Artı, yoklama kaçakları ve bakaya için bedelliden yararlanma maddesinde bence bir sorun var, o da şu: Ne kadar süre içinde başvurulacağı yok, bir. İki: 460 bin yoklama kaçağı ve bakaya olduğunu söylüyoruz. Şimdi, bunlar başvurdu, bunlardan 50 bini ilk başvuruda kazandı, gitti, bedelliden yararlandı; 400 bini yararlanamayacak mı? O da muğlak ya da onları diğer kaynağa almak istiyorsunuz gibi bir düşünce olabilir. Bunun açıklanması önemli bizim için. Yani 50 bini giderse 400 bini yine yararlanamayacak, madde boşa gidecek gibi bir durum ortaya çıkıyor.

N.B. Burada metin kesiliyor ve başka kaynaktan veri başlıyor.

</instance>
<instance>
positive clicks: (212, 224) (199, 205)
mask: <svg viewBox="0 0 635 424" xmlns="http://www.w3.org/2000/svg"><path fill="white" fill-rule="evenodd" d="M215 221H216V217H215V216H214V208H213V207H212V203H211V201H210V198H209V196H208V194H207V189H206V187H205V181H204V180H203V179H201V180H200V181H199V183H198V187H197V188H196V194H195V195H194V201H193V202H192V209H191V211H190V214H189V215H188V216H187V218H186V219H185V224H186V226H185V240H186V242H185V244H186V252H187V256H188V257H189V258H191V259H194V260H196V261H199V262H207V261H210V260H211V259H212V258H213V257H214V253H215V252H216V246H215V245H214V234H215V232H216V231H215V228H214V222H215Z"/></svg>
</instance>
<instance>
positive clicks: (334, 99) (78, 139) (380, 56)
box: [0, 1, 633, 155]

Diğer bir itiraz, TOKİ'den öncelikli ev sahibi olma. Şimdi, altı ay fazla askerlik yapsın diye biz TOKİ'den öncelikli konut hakkı veriyoruz, güzel ama profesyonel askerlere -işte, komutanlarımız burada- yıllarını verenlere vermiyoruz, altı ay askerlik yapacak diye TOKİ'den öncelikli ev hakkı veriyoruz. Ciddi bir haksızlık bu. Profesyonel askerlere de, şimdiye kadar ev sahibi olamamış sözleşmeli er/erbaş, uzman erbaşlarımız, astsubaylarımız, subaylarımıza da TOKİ'den öncelikli konut hakkını vermemiz lazım. Vereceksek hepsine vermeliyiz diye düşünüyorum.
O yüzden ben bunu tam bir reform paketi olarak algılamıyorum çünkü sözleşmeli erlerin yakıcı sorunları var, uzman er/erbaşların sorunları var, astsubaylarımızla ilgili ciddi sorunlar var -işte burada başkanlarımız- onlarla ilgili de önergelerimiz olacak ileriki dönemde, biraz sonra.
Geneli bu kadar Sayın Başkanım, saygılar sunuyorum.